The ISU has signalled that it will publish further guidance on a regular basis. So far this year it has updated its guidance for higher education and other research organisations on the application of the NSIA (see here) and we understand it intends to publish guidance on the ISU’s approach to communications and undertakings in distress. However, we understand there is no intention to publish guidance on when parties should make voluntary notifications, as the ISU views this as something for parties and their advisers to take a view on. Instead, it will continue to refer parties to its Section 3 Statement, which sets out how the UK Government expects to exercise its call-in power. There is also no plan for the ISU to publish a list of companies or entities that it considers to be inherently “high risk” from a national security perspective.

A new home for the ISU

As a final procedural point, following the UK Government reshuffle announced on 7 February 2023 the ISU has been moved to sit under the Chancellor of the Duchy of Lancaster in the Cabinet Office. The rehousing of the ISU follows the dissolution of BEIS and the redistribution of its previous responsibilities between four “new” or remodelled UK Government departments, namely: (i) the DBT; (ii) the Department for Energy Security and Net Zero; (iii) the Department for Science, Innovation and Technology; and (iv) the Department for Culture, Media and Sport.
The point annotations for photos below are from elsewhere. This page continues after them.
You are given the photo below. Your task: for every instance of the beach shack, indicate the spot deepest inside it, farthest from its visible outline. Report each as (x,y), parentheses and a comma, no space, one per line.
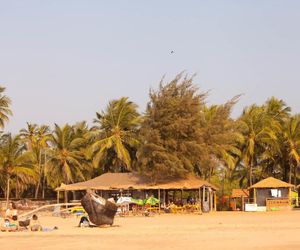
(237,199)
(138,186)
(270,194)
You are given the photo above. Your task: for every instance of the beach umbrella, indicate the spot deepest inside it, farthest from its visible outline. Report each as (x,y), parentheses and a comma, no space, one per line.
(124,200)
(151,201)
(139,202)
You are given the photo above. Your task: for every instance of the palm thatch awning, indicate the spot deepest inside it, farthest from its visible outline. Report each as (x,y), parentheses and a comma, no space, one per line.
(238,193)
(271,183)
(126,181)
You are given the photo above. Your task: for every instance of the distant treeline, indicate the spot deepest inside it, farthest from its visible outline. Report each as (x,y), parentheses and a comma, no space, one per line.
(177,135)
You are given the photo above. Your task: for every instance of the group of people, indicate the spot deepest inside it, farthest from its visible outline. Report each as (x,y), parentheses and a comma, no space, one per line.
(11,221)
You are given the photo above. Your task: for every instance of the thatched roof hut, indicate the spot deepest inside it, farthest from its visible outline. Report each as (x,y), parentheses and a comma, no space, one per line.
(271,182)
(126,181)
(271,193)
(133,182)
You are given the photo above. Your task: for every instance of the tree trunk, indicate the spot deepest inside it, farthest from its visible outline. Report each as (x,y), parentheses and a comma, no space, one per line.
(43,176)
(16,187)
(8,190)
(290,174)
(295,175)
(39,182)
(250,175)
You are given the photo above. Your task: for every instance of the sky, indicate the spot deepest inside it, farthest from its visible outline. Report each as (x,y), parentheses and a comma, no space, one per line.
(62,61)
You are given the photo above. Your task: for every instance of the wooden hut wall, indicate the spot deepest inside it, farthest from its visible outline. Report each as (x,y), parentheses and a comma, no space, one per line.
(263,193)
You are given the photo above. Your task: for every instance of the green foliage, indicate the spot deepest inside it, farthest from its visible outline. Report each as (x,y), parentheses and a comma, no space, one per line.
(5,110)
(170,130)
(115,138)
(178,135)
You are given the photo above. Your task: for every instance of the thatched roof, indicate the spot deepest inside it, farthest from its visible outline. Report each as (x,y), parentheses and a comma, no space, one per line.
(113,181)
(271,183)
(237,193)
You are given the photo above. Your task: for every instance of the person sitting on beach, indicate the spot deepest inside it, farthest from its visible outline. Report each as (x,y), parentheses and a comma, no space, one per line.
(84,222)
(35,224)
(10,225)
(11,211)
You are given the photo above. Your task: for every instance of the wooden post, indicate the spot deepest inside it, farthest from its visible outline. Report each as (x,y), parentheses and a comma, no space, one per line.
(215,201)
(159,201)
(243,208)
(200,208)
(66,197)
(210,200)
(203,196)
(181,191)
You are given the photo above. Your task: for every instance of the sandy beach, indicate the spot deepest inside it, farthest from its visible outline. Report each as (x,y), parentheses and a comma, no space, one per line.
(218,230)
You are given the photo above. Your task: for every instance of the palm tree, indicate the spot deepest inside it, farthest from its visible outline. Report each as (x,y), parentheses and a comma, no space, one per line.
(5,110)
(36,139)
(291,135)
(14,163)
(115,136)
(65,158)
(29,135)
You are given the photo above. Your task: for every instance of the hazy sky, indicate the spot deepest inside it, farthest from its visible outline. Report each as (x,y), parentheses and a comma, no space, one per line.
(61,61)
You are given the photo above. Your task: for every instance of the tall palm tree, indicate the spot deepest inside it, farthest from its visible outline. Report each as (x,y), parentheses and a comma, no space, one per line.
(29,135)
(291,134)
(65,159)
(36,139)
(14,163)
(115,136)
(5,110)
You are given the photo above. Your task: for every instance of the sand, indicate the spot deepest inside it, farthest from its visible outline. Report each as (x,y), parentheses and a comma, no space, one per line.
(218,230)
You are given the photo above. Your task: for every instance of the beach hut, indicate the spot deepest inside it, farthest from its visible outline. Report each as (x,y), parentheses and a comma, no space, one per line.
(137,185)
(238,195)
(271,194)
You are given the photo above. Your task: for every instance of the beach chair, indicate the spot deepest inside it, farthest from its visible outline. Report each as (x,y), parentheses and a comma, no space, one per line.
(56,212)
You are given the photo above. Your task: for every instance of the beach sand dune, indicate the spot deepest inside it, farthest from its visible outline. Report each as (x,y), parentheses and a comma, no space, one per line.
(219,230)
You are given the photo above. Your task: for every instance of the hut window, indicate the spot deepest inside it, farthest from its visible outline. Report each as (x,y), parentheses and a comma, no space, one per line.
(275,193)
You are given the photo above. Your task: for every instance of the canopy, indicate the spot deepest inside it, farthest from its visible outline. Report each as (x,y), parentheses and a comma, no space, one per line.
(126,181)
(271,183)
(124,200)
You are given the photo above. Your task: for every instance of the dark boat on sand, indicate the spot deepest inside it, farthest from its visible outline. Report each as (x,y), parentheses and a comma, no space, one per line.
(100,210)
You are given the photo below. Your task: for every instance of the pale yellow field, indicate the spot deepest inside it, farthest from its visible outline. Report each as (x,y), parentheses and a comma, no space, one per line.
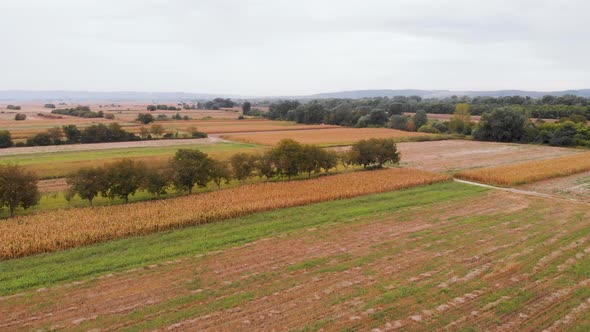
(63,229)
(333,136)
(531,171)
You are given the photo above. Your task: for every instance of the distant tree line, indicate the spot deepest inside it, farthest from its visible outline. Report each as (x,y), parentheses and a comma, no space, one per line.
(79,111)
(193,168)
(97,133)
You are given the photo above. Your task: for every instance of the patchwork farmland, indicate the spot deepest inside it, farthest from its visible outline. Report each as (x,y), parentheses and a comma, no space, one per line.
(404,248)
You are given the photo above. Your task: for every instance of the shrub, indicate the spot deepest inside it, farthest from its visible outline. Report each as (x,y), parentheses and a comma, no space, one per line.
(5,139)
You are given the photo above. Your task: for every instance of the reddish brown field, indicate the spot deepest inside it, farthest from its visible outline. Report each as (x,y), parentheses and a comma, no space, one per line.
(58,230)
(451,265)
(333,136)
(455,155)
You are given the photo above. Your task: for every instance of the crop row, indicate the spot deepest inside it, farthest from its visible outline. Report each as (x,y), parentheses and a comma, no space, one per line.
(529,171)
(63,229)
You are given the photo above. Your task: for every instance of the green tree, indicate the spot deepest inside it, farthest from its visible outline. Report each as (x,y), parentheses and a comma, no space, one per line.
(17,188)
(310,159)
(219,171)
(72,134)
(156,182)
(56,135)
(265,166)
(286,156)
(87,183)
(246,107)
(190,168)
(157,130)
(124,178)
(375,152)
(243,165)
(461,120)
(327,160)
(145,118)
(420,118)
(5,139)
(503,124)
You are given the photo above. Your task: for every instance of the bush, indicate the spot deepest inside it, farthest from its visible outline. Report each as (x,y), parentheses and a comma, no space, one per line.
(5,139)
(428,129)
(145,118)
(375,152)
(41,139)
(79,111)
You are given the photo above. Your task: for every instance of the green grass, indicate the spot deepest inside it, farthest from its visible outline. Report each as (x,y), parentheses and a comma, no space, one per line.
(69,156)
(66,266)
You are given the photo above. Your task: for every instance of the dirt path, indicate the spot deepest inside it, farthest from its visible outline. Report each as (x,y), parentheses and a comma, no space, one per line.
(449,265)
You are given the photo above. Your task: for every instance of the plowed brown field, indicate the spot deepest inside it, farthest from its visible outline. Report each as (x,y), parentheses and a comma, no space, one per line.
(450,265)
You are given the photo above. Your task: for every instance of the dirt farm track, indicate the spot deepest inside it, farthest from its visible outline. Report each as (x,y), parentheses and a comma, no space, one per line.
(351,276)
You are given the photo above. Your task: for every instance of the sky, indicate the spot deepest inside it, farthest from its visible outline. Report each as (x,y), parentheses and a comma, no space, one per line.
(276,47)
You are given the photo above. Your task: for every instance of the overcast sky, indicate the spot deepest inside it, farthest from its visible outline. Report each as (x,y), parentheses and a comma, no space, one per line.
(293,47)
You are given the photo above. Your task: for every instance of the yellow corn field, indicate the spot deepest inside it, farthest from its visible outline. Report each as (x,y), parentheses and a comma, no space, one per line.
(63,229)
(530,171)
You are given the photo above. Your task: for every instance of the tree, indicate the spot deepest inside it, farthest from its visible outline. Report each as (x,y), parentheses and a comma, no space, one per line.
(41,139)
(375,152)
(461,119)
(87,183)
(17,188)
(310,159)
(5,139)
(124,178)
(328,159)
(286,156)
(246,107)
(72,134)
(157,130)
(265,166)
(143,132)
(503,124)
(347,158)
(145,118)
(56,135)
(220,171)
(243,165)
(420,118)
(398,122)
(190,168)
(156,182)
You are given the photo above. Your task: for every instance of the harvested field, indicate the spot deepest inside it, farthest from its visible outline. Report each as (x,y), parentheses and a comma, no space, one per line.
(575,186)
(531,171)
(448,259)
(60,160)
(58,230)
(455,155)
(336,136)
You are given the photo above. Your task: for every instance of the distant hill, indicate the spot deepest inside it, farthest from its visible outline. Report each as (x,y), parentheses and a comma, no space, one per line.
(443,93)
(24,95)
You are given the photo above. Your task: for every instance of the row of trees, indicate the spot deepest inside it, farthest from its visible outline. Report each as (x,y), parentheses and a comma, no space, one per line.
(190,168)
(377,111)
(79,111)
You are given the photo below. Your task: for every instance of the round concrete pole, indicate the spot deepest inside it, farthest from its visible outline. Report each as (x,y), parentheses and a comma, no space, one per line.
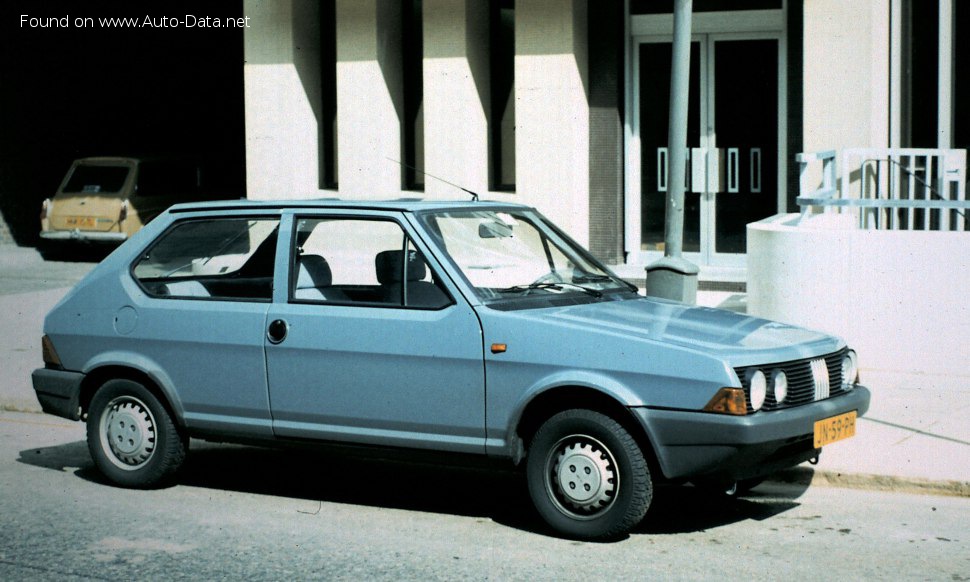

The Cabinet Office may be a more natural home from the perspective of inter-departmental liaison given the Cabinet Office’s experience in national security and intelligence, and the obvious tension for the BEIS Secretary of State and Department, which had to navigate an institutional tension between encouraging business (and inward investment as part of that) in the UK while simultaneously administering the investment screening process under the NSIA. Bringing the responsibilities of the now also dissolved Department for International Trade (which promoted “Global Britain” as open for business on the world stage and managed the re-negotiation of trade deals between the UK and foreign trading partners post-Brexit) under the same roof as those of BEIS would likely have exacerbated this difficult balancing act.

However, the move may also raise new tensions. Whilst the BEIS Secretary of State and Department were accustomed to communicating regularly with senior business individuals, this is not necessarily the case for the Cabinet Office, which is closer to the Prime Minister and must also deal with the significant weight of senior intelligence and security officials within the department (and with the hawkishness on security policy that comes with this). Parties will therefore be watching closely to see whether this move of the ISU towards the UK political centre changes the approach to the substantive nature of NSIA concerns identified to date.

Taking it all in

In summary, several aspects of the NSIA have worked well, providing relatively rapid review (by global standards) for most transactions. However, there are material concerns around the opacity of the regime for “call-in” cases and those put into the second period of review by the ISU. Additionally, some important areas of interpretation remain open (albeit we are encouraged by the continued publication of market guidance). In the year to come, we hope that the ISU continues to listen to market feedback and make improvements to address important procedural issues, which any regime in its infancy is bound to experience. Greater engagement with parties at the case-specific level when combined with market wide guidance will help to ensure the NSIA doesn’t transition into a “terrible twos” phase in its second year of operation.